LoqiRoam · 旅日記

上新庄、三つの発見のあとで

社寺の古い家並み、雪鯨橋、淀川の水辺をつなぎ、暮らしと歴史と景色の変化を味わう旅。

上新庄では、駅前の便利さを背にしてすぐ、社寺と蔵の残る家並みに出会った。古い楠の存在が、何気ない道を急に長い時間の中へ引き込む。そこから商店街へ歩くと、食べものの香りと店先の声が景色を塗り替え、街は保存されたものだけでなく、今日も使われているものからできているとわかった。喫茶店でひと息ついたあと、瑞光寺の雪鯨橋へ向かった。鯨の骨という遠い海の記憶が、住宅地の小さな寺に橋として残っている。その意外さが今日の二つ目の大きな発見になった。隣の緑地で余韻を置き、最後は豊里の河川敷へ。堤防の上では水鳥を探す目線と、かつて渡し船が行き来した川の歴史が重なった。街の細部、海の物語、広い空。三つの発見は、最後に川風へほどけていった。

この旅の足跡

  1. 駅のすぐ脇なのに、蔵や木造の門が残る上新庄の古い家並み。春日神社の楠は樹齢400年以上と知り、街の時間の厚みに驚いた。
  2. 上新庄南商店会は駅南から続き、食堂や喫茶店、持ち帰りの店が並ぶ。歩道の向こうから香りが次々変わり、商店街は地図より立体的だと感じた。
  3. 豊新のパリジャンは住所と喫茶店としての掲載を確認できた。
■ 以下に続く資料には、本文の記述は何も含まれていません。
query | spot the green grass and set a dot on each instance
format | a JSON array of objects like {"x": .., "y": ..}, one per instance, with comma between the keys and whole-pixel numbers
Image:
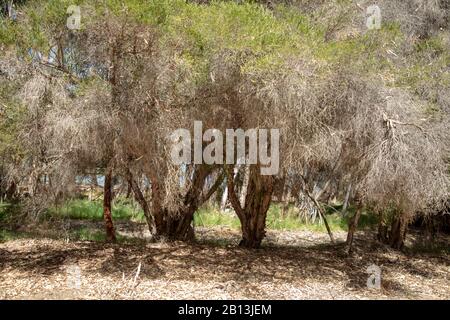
[
  {"x": 211, "y": 217},
  {"x": 122, "y": 209}
]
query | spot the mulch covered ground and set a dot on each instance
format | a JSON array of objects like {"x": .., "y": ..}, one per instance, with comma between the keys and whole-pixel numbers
[{"x": 291, "y": 265}]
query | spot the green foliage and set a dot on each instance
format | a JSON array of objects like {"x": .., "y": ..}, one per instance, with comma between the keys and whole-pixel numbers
[
  {"x": 276, "y": 220},
  {"x": 82, "y": 209}
]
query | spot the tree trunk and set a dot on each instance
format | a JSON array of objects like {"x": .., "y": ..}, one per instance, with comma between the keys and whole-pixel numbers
[
  {"x": 353, "y": 224},
  {"x": 172, "y": 226},
  {"x": 257, "y": 201},
  {"x": 107, "y": 212},
  {"x": 397, "y": 233}
]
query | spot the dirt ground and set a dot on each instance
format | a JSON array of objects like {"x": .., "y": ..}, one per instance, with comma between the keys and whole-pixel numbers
[{"x": 291, "y": 265}]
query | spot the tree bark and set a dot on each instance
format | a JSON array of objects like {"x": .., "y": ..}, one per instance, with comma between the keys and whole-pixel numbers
[
  {"x": 172, "y": 226},
  {"x": 397, "y": 233},
  {"x": 107, "y": 212},
  {"x": 257, "y": 201},
  {"x": 353, "y": 224}
]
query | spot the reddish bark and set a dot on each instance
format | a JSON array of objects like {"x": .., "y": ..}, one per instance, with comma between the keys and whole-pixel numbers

昔ながらの店内を想像しながら、商店街の音が少し遠のく場所で何を頼むか迷う。
  4. 瑞光寺の雪鯨橋は鯨の骨を使った橋で、都市の寺にある組み合わせとしてかなり意外だ。池を渡る短い橋なのに、遠い海の物語が急に近づく。
  5. 瑞光寺公園は区の公園一覧にも載る小さな緑地。大きな観光地ではないのに、寺の余韻と住宅街の生活音が同じ木陰に重なっていて面白い。
  6. 豊里地区の淀川河川公園は芝生広場と堤防の見晴らしがあり、水辺が近く水鳥観察にも向く。平田の渡し跡の話を知ると、静かな川面が少し違って見えた。